The latest Analysys Mason report said mobile operators’ strategies for revenue growth remain sharply divided.
Some operators, notably NTT Docomo and Orange, continue to make large investments in areas such as banking.
A larger group of mobile operators, including Bharti Airtel, China Unicom and Telefonica, are experimenting with initiatives in areas such as fintech and analytics services, but they are not making major investments.
Most other operators are focusing on their traditional core connectivity businesses. The big US operators, AT&T and Verizon, are in a standalone group because they appear to be reducing their exposure to non-core areas.
“Our research suggests that operators’ activity in new areas is dictated by the state of their core businesses,” Indigo Barker, analyst at Analysys Mason, said in a report.
NTT Docomo and Orange are the keenest innovators
NTT Docomo and Orange are the keenest innovators out of all the mobile operators covered. Pressure on domestic telecoms operations is a key driver of the move to new service areas for NTT Docomo but, like Orange, its strategy is also driven by a bullish optimism about pursuing new opportunities. Both Orange and NTT Docomo consider new service areas to be not only sources of revenue growth, but also the basis for building new ecosystems in order to lower customer churn and improve the return on ‘assets’ such as customer data.
Beyond core connectivity, Orange’s service portfolio includes its established financial services and media operations, as well as a range of business services. Orange is rolling out its Orange Bank service across Europe and is planning to enter the banking market in Africa.
NTT Docomo is developing a membership model that is primarily supported by its ‘d-point’ rewards scheme and its payment and content services. At the same time, enterprise revenue growth via co-creation initiatives with partners from various verticals is a key focus. NTT Docomo plans to have 5000 enterprise partners by FY2021/2022.
Over-extension has been a key concern for AT&T and Verizon
AT&T and Verizon form a standalone group. Both have been aggressive investors in non-core areas such as media, advertising and IoT, but poorer-than-anticipated performance has resulted in these operators reining in their ambitions.
AT&T is deleveraging and selling off non-core assets due to investor pressure. The long-term future of its media empire remains unclear, though it seems stable for now. Further acquisitions remain unlikely, however.
Verizon has also been paring back on its non-core areas and is instead emphasising financial discipline and is concentrating on its 5G roll-out. The performance of these two operators should act as a warning about overreaching, losing focus on the core business and failing to realise the synergies that underpin aggressive M&A pushes.
Enterprise innovators such as Vodafone are building out their enterprise capabilities in various ways
Another group includes enterprise innovators; that is, operators with large and growing enterprise businesses. However, the specific approaches of these players to revenue growth vary. For example, Vodafone is placing emphasis on connectivity products such as SD-WAN and IoT and is adopting a partnership-based approach to cloud and hosting services.

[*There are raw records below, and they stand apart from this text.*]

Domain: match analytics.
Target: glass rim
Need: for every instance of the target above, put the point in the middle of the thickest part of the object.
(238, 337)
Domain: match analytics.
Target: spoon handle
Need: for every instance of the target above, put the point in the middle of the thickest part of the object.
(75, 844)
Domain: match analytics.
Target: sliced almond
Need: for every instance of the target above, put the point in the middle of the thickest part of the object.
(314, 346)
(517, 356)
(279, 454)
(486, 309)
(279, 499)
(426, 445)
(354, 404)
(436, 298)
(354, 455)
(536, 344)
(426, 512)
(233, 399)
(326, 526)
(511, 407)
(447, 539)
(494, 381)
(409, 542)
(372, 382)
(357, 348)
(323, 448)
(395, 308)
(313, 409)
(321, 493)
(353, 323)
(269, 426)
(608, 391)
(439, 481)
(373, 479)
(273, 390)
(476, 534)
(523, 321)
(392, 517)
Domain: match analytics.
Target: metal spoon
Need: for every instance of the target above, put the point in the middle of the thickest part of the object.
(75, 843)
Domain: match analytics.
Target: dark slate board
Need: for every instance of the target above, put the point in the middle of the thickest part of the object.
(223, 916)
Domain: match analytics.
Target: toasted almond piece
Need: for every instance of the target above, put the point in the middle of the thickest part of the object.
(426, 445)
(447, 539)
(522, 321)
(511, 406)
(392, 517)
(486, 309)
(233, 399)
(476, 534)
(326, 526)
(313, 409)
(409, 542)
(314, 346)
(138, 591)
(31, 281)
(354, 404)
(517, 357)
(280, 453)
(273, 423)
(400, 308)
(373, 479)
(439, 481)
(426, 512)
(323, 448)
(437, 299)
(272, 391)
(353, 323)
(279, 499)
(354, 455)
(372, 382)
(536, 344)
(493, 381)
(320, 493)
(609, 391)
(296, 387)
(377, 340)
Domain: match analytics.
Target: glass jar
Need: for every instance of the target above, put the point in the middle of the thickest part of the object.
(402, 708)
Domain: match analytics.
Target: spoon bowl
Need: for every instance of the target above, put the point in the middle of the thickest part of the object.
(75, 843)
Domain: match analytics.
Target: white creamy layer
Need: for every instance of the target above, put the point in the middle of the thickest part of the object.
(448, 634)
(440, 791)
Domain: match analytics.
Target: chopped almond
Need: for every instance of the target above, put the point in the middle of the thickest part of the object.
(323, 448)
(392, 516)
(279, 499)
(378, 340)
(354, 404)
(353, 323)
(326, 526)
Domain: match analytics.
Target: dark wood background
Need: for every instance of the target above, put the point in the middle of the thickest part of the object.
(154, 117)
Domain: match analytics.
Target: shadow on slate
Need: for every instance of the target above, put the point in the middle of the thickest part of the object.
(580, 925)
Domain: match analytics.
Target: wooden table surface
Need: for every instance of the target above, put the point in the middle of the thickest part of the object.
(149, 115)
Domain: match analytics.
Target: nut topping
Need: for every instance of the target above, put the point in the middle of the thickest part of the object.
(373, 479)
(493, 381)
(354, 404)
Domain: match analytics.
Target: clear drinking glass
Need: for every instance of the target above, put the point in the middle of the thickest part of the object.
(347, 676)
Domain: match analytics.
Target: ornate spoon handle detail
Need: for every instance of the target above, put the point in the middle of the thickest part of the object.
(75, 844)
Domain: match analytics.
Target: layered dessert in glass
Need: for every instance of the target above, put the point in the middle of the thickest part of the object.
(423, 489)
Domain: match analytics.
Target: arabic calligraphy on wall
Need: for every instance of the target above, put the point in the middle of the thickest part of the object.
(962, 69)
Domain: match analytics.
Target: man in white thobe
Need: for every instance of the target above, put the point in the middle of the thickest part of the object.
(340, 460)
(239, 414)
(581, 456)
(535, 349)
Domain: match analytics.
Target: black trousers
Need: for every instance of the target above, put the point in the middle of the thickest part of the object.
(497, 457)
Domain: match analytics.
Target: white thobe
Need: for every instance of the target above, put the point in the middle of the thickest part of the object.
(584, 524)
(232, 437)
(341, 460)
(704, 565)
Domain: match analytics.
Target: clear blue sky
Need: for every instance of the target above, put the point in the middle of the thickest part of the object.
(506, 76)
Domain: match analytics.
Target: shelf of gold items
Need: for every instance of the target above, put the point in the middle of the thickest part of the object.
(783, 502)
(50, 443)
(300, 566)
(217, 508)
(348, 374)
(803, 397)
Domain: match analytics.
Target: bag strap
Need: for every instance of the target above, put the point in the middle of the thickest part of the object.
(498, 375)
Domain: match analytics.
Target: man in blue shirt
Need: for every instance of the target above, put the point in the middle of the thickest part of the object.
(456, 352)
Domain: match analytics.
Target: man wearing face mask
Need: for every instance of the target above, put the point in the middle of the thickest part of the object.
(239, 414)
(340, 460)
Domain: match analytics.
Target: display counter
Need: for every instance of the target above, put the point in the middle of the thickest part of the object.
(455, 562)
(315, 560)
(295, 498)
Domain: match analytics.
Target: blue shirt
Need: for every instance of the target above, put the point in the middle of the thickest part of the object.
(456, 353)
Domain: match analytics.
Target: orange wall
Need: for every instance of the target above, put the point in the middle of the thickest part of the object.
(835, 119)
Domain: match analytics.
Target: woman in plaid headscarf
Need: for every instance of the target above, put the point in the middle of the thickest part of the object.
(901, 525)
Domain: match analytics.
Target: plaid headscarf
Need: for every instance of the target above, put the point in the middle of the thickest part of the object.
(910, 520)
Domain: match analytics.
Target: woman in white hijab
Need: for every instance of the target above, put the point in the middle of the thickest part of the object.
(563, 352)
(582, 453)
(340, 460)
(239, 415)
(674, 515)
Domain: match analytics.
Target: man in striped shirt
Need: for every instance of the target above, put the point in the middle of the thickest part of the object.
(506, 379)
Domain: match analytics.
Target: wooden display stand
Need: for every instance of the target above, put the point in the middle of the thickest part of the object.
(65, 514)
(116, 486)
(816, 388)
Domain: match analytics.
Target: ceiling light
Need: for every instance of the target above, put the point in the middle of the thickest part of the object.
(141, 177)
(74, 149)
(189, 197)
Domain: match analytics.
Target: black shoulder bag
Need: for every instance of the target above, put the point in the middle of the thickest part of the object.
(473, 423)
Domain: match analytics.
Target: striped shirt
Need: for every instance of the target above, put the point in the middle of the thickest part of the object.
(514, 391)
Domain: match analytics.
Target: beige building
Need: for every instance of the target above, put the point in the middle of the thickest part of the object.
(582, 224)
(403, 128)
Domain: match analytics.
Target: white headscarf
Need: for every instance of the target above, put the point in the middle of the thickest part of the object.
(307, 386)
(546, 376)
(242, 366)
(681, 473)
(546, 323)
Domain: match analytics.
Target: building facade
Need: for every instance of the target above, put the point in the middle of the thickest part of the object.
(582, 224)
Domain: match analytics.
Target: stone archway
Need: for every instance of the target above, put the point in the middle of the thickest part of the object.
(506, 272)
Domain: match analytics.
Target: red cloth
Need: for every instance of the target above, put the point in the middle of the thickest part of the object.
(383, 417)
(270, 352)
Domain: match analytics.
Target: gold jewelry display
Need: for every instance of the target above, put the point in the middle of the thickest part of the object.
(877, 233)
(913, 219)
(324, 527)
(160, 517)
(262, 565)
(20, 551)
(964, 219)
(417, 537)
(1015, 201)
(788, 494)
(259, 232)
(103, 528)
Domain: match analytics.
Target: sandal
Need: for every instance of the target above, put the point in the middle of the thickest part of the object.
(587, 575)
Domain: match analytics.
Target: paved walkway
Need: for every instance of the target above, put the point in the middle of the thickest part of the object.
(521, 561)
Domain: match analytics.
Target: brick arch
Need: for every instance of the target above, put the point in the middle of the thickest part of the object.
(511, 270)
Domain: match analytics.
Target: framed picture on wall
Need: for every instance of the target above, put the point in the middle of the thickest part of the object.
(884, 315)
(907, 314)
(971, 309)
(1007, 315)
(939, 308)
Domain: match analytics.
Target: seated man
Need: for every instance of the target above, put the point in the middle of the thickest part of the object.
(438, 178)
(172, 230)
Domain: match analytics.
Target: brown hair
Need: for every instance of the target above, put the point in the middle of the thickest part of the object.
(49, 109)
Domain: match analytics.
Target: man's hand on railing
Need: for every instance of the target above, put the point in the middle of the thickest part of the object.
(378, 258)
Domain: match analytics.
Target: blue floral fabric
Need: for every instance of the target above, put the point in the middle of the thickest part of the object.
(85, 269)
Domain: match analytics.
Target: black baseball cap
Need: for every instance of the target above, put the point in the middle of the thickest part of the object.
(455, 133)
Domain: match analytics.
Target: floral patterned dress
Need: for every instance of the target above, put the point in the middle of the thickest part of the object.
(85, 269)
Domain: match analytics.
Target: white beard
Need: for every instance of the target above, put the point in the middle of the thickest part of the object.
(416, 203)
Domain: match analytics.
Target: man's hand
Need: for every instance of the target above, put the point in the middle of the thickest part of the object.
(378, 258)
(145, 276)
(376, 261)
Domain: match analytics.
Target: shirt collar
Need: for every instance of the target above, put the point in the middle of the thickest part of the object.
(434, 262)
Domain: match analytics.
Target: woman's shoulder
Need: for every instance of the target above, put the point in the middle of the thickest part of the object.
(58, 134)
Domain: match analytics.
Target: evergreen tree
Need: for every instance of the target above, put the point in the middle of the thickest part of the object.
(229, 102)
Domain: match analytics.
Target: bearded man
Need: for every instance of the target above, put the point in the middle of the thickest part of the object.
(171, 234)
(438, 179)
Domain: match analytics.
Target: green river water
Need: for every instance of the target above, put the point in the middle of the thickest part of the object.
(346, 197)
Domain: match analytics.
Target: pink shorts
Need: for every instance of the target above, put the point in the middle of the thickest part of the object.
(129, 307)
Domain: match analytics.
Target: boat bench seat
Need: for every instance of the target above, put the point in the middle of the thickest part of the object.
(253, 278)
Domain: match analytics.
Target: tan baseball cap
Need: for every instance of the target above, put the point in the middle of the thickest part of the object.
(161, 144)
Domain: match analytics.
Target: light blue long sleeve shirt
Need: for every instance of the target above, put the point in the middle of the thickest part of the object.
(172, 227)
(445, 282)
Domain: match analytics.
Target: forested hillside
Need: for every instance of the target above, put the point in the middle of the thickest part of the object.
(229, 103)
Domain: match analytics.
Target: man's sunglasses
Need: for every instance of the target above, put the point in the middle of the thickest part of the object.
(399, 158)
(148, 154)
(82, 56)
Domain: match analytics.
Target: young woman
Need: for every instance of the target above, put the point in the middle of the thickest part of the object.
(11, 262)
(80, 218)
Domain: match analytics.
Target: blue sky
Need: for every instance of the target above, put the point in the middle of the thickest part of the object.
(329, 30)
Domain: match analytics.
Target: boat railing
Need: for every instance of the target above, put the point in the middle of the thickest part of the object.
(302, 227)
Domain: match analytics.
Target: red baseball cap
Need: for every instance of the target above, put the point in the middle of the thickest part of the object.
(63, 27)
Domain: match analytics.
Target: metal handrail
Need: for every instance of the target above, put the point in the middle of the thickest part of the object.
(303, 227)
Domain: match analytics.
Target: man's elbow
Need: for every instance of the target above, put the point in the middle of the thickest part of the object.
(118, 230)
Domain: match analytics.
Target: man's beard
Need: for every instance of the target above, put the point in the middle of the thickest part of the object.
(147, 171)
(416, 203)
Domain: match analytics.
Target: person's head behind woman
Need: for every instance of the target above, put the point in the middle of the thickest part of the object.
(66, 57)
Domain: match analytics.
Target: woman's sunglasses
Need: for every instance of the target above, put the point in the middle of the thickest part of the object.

There is no single way of doing things among digital experimenters
The approaches of various operators including Airtel, Axiata, China Unicom and Telefonica are characterised by digital experimentation. These operators know that there is potential for revenue growth outside of the traditional telecoms business, but are exploring their options carefully because of a lack of clarity regarding their viability.
Each member of the digital experimenter group is investing in a different way depending on the opportunities that are available to them and their geographical footprint. Axiata, for example, is building new digital businesses in fintech, digital advertising and analytics and APIs.
Telefonica’s investment interests outside the core consumer business are primarily based on data / analytics and media, and its fintech presence is limited to Spain and Germany. The formation of Telefonica Tech may represent a greater emphasis on security and IoT, but the operator will need to grow revenue organically in these areas because it appears to have ruled out large acquisitions.
Most operators remain focused on connectivity for revenue growth
We define connectivity players as those that are still focused on traditional domains for revenue growth (for example, via RGU and/or ARPU growth). Examples of operators in this group include America Movil and Millicom. Many of these operators do most, if not all, of their business in regions with promising economic growth prospects.
Investing in upgrading speeds and improving coverage is a priority for these operators. Building a presence in media or fintech is secondary, and where these operators offer such services, they are little more than ornaments to their core offerings. Most operators in this group are consumer-focused, but some, such as Telkom, have big enterprise businesses. Time will tell how this group will fare, but many of these operators are based in stable markets.
How operators’ core businesses are performing is the primary determinant of their growth strategies.
Orange and NTT Docomo have stable or stagnating core business revenue, which is pushing their attention to new opportunities in different spaces. AT&T and Verizon are rationalising old acquisitions, and Vodafone (and others in the enterprise innovator category) are waiting for core business revenue to stabilise. The digital experimenters do not have the funds for bigger plays (for the most part), and the connectivity players lack strong incentives to take risks.